Biome Grow Signs Massive Provincial Supply Agreement
Ryan Allway
December 10th, 2018
Exclusive, News, Top Story
Canada’s cannabis industry has charged forward full-steam following the legalization of recreational cannabis in October. While there was an initial flurry in provincial agreements, many licensed producers experienced a shortfall in their supply commitments. These dynamics encouraged many provinces to seek additional suppliers to help meet growing customer demand as Health Canada works through its backlog of applications.
Biome Grow Inc. (CSE: BIO) (FSE: 60TA) is a diversified licensed producer with five subsidiaries located in strategic markets throughout the country. In early November, the company announced a landmark provincial supply agreement that could generate upwards of $100 million in annual revenue over the coming years in Newfoundland and Labrador’s nascent market.
In this article, we will take a look at the new supply agreement and why investors may want to take a closer look at the stock over the coming quarters.
New Supply Agreement
Biome Grow recently announced that its subsidiary, Back Home Medical Cannabis Corporation, entered into a three-year 24,000 kg production and supply agreement with the Province of Newfoundland and Labrador. Management expects that the agreement will generate close to $100 million in annual revenue beginning in 2020 at wholesale prices, while expenses could total around $50 million per year at those production levels.

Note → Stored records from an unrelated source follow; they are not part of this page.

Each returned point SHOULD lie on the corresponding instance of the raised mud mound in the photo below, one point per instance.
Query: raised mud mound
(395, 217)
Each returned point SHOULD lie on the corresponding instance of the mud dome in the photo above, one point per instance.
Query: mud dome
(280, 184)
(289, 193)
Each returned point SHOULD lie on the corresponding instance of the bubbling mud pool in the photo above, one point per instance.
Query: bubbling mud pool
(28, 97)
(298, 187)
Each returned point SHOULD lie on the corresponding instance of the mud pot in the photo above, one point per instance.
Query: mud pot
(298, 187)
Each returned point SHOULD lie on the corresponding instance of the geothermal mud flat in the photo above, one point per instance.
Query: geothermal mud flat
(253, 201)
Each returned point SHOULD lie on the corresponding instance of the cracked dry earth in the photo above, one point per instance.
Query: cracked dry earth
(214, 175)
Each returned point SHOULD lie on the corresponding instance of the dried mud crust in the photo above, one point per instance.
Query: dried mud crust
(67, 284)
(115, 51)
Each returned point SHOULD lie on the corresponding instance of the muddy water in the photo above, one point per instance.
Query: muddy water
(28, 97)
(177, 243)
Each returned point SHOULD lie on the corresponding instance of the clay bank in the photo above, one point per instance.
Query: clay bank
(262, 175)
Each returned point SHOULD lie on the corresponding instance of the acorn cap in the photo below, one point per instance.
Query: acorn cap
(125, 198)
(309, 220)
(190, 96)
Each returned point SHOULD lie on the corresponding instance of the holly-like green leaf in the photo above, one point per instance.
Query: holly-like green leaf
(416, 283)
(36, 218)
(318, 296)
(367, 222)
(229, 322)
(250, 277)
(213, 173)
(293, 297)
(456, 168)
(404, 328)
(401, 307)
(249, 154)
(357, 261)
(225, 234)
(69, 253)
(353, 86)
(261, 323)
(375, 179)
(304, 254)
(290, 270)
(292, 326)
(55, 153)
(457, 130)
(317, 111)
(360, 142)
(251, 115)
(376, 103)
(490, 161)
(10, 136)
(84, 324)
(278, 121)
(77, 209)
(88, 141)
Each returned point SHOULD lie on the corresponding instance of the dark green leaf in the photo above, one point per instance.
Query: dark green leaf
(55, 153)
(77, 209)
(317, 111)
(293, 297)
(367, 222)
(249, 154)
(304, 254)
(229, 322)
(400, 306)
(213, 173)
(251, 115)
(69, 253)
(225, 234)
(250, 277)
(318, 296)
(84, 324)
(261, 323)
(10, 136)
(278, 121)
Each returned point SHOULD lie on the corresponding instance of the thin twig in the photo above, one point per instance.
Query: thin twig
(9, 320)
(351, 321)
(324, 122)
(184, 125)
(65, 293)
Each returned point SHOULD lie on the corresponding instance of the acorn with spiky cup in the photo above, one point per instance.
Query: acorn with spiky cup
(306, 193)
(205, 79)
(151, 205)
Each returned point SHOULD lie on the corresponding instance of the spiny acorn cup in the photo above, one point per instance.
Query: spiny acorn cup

The transaction is the single largest cannabis supply agreement in Atlantic Canada and one of the top five largest deals across the country by quantity. Under the terms of the agreement, Back Home is expected to produce Newfoundland and Labrador-grown cannabis in 2019 and operate a production facility in the province for a minimum of 20 years. It will supply up to 4,000 kg in the first year and 10,000 kg annually in the following two years.
In addition to the supply commitments, the company is eligible to recover up to $52 million through reduced remittances to the Newfoundland and Labrador Liquor Corporation. The company could recoup eligible construction costs through reduced remittances in exchange for new jobs and the construction of the new facility in the province. These reduced remittances could provide a boost to the company’s bottom line.
Ongoing Expansion
Biome Grow’s Back Home subsidiary is just one of five companies under its corporate umbrella. Great Lakes Cannabis is in the late stages of an ACMPR license with a presence in Ontario; Highland Grow is an existing licensed producer in Nova Scotia; Red Sands Craft Cannabis is located in Prince Edwards Island; and, Weed Virtual Retail is developing a new virtual reality technology platform focused on medical and recreational cannabis markets.
In addition to these Canadian operations, the company is actively working to expand its international footprint to further diversify its revenue. These activities could include exporting cannabis to key international markets around the world or acquiring companies in these markets to grow its operational footprint. The announcements surrounding these expansions could become a catalyst for the stock over the coming quarters.
The company recently listed its stock on the Frankfurt Stock Exchange under the symbol “6OTA” to further its goal of becoming a leader in the international medical cannabis markets. The FSE is one of the world’s largest securities exchanges with ~90 percent share turnover, while about half of its participants are from countries other than Germany. The move could open the door to investment from European and other nearby investors.
Looking Ahead
Biome Grow Inc. (CSE: BIO) represents a compelling investment opportunity in the Canadian and global cannabis industry. With its new provincial supply agreement in place, the company is well positioned to significantly grow its revenue in 2020 and beyond, while simultaneously advancing projects across its other four subsidiaries.